Pour les équipes sur place, la première urgence est l’arrivée de matériels de dépistage de la maladie. « Nous avons besoin de pouvoir trier les malades pour ne pas contaminer tout le monde et pour alléger le travail des personnels médicaux, qu’ils ne soient plus obligés de traiter tous les malades qui toussent ou ont de la fièvre », affirme le Dr Ziad Alissa, président de l’Union des organisations de secours et soins médicaux (UOSSM), basée à Paris et active depuis 2012 en Syrie.

Selon Fouad Sayed Issa, les kits de dépistage du coronavirus envoyés par l’OMS devraient atteindre Idlib d’ici « une ou deux semaines ». Une équipe formée pour réaliser les analyses en laboratoire est en revanche bien arrivée à Idlib, selon le docteur Alissa.

Des unités médicales spécifiquement chargées de la prise en charge des patients atteints du Covid-19 sont par ailleurs en cours de constitution. « Nous avons formé 40 personnes chargées de fournir une aide de première nécessité si quoi que ce soit se produit, indique Fouad Sayed Issa. Nous leur avons donné tout le matériel nécessaire pour qu’ils puissent se protéger eux-mêmes. Ils sont prêts à intervenir. »

Des travaux sont également en cours pour créer des zones d’isolement. L’organisation humanitaire syrienne Violette a ainsi mis en place un camp de 60 tentes pour accueillir les malades contaminés, selon Issa. « Dans les hôpitaux, on s’efforce de libérer des espaces en déprogrammant toutes les opérations non urgentes, affirme pour sa part le docteur Alissa. On parle aussi de transformer les mosquées en zones d’isolement. »

Autre volet crucial dans la lutte contre la propagation du Covid-19, le confinement semble quasiment impossible à mettre en œuvre dans les camps de déplacés.
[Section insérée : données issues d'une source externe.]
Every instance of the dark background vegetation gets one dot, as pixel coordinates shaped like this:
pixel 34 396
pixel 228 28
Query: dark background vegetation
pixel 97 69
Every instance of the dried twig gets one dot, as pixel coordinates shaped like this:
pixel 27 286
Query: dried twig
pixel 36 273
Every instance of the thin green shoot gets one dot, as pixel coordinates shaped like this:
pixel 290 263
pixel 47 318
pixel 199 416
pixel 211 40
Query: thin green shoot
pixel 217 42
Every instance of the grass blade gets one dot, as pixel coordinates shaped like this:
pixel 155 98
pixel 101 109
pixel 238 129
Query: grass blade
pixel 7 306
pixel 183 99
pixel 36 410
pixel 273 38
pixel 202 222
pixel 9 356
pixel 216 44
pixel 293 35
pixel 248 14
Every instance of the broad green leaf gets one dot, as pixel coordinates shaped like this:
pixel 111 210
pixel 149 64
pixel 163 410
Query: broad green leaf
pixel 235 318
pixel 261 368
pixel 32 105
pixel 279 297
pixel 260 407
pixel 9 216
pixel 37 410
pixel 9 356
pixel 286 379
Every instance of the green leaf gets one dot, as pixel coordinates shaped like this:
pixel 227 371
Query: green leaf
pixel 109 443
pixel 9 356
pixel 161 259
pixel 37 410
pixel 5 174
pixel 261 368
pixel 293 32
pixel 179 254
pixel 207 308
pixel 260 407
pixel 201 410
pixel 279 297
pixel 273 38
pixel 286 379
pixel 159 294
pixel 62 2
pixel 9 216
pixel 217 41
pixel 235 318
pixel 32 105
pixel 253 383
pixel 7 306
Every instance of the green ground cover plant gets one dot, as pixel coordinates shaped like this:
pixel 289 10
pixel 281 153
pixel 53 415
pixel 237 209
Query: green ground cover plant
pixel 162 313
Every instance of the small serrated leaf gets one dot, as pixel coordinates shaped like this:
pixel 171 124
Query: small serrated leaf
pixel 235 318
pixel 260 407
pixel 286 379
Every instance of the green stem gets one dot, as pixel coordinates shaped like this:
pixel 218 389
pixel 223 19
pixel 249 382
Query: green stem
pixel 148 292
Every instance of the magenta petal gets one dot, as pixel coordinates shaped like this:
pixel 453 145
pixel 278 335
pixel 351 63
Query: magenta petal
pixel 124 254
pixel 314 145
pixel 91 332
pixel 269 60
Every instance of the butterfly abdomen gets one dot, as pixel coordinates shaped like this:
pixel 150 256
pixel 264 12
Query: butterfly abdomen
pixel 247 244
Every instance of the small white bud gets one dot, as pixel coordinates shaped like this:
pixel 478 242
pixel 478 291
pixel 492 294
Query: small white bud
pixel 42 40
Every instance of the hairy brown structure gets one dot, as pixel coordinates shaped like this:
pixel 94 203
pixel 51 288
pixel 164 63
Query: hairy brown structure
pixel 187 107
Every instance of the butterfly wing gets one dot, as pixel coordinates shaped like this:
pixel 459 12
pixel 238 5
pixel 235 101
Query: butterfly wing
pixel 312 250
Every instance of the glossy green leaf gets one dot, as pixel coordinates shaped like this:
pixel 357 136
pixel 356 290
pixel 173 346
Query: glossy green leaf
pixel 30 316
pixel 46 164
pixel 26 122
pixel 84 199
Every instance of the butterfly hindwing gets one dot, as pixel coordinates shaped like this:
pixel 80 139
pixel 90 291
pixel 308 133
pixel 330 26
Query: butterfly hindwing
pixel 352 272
IHH dit avoir mis en place des campagnes d’information sur la façon de se protéger des maladies, et en particulier du coronavirus. « Nous installons dans les camps des fontaines de rue, de sorte que les gens puissent avoir un meilleur accès à l’eau tout en limitant les contacts, et nous distribuons des packs d’hygiène », mentionne Selim Tosun.

« Mais dire aux gens de rester confinés sous leurs tentes, ça ne va rien régler, commente le docteur Alissa. La seule vraie solution, c’est d’améliorer les conditions sanitaires de ces populations, de leur donner un toit et de quoi se nourrir correctement. Parce qu’une personne bien nourrie et qui n’est pas exposée au froid résistera mieux au virus. »

Selim Tosun plaide lui aussi en faveur d’une mobilisation de la communauté internationale autour de la construction de camps pouvant accueillir plus décemment les déplacés. « Si les camps restent au même niveau sur le plan de l’hygiène, les gens attraperont le coronavirus et toute autre maladie qui passera par là », prédit-il.

L’ONU a récemment annoncé avoir perçu 129 millions de dollars sur les 500 millions demandés aux États pour permettre à ses agences de prendre en charge la situation humanitaire à Idlib, rapporte Islamic Relief.